Tuesday, March 07, 2006

To Pay or Not To Pay; That is the Question

I have a question for both of my readers and perhaps anyone else who is passing through.

It seems to me that it is quite easy for someone without integrity to influence someone with integrity to behave in ways that are less than honest since there is much to be gained from not being honest.

However, it is much more difficult for someone with integrity to influence someone without integrity to start behaving in a more honest way because there is often a cost associated with being completely honest.

Perhaps my hypothesis is wrong. But if I am right, does anyone have any thoughts on how someone can be influenced to pay the cost of integrity?

4 comments:

Anonymous said...

The biggest problem is that a person without integrity must see a reason to have integrity. When I was a kid, your parents, your teachers, and most everyone around spoke of, and lived (for the most part) a life of integrity. It became ingrained in you that was how it was done. Society reinforced the need for it.

Society no longer sees a need for it, so the only way to reveal the need will be when people see what happens when there is no integrity at all and begin to pine for the "good old days when a man's word meant something". Maybe a couple dozen more Enron-type frauds, and an impeached congressman/judge/president, and some more major economic collapses due to corporate misconduct and the light will start to go on ...

Buz

David M. Smith said...

Hi Buz,

Perhaps it is a societal pendulum that needs to finish a swing in the wrong direction and start back in the right direction. However, it’s not possible to really know where we are at on the swing.
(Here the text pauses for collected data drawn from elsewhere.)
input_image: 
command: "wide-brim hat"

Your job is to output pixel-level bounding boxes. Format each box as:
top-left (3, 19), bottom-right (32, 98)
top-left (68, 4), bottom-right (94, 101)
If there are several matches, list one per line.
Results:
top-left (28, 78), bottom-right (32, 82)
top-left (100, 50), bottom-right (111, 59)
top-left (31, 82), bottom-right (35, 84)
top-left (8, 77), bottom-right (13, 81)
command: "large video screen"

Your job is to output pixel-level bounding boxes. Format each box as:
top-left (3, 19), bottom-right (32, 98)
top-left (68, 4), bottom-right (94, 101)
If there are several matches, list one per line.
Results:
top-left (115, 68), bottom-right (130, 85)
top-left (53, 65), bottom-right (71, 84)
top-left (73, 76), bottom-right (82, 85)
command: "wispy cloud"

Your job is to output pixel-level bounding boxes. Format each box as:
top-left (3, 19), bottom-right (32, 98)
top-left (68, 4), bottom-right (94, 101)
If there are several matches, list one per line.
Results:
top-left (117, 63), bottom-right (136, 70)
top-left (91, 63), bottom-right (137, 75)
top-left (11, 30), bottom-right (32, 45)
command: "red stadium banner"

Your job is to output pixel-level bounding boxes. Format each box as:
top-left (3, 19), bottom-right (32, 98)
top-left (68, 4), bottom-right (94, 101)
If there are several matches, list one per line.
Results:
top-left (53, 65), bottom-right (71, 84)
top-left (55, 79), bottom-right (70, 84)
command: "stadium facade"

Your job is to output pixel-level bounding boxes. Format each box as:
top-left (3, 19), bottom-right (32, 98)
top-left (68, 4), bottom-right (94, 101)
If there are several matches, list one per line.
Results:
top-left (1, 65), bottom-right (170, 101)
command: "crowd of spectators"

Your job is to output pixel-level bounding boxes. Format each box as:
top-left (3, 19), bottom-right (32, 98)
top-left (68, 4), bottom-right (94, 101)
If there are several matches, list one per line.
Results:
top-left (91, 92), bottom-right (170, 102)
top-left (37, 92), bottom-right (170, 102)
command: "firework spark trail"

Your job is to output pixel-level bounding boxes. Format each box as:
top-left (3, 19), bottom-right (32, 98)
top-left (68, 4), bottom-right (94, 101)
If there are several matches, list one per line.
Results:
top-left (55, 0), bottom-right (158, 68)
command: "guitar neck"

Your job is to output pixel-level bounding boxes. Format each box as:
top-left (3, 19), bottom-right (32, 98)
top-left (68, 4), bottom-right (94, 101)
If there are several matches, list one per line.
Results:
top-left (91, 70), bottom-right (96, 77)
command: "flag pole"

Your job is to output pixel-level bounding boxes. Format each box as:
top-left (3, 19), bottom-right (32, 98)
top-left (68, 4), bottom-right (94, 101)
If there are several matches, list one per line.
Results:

We may still have a long way to go before we start back in the right direction, and we many never start back in the right direction.

I am sure you are right, but it is kind of a chicken and egg thing; individual integrity needs the support of societal integrity and societal integrity needs the support of individual integrity. It seems to me that God needs to raise up a few leaders who have individual integrity in order to influence societal integrity. The Pastor/Politician or Politician/Pastor isn’t getting the job done.

Anonymous said...

As I see it, it is a "home" problem. I believe that children pick up the characteristic of integrity primarily from their parents. Since so many parents are working and leaving the rearing of their children to the day-care centers, it is something that is not being learned. Not that day-care centers don't try and teach it ... it is not something that kids learn in that type of environment. Kids learn it (1) from one-on-one time from adults, and (2) primarily from a male adult. In day-care, kids spend time with other kids, or when they are with adults, it is not one-on-one, and (2) most day-care providers are female.

I forget who said it now, but someone said that society was like an organism and that the family was the individual cell in that organism. When something hurts the family, it eventually hurts the society as a whole. Which might be one of the reasons why the bible says that "God hates divorce". It destroys families ... and eventually societies.

Buz

David M. Smith said...

Hi Buz,

I think the “home” problem you describe is one of the reasons many of the children of our generation grew up to have less integrity than their parents. However, in general, the problem I described in my original post still exists. Nowadays, if the parents have little or no integrity, the lack of integrity will be passed to the children. “In home” or “out of home” will not really matter. Do you think adults naturally have more integrity than children?

Even the average member of a church and the children of the average member of a church are prone to integrity problems because society rewards people who cheat a little, steal a little, and lie a little as long as they don’t cheat, steal, or lie too much.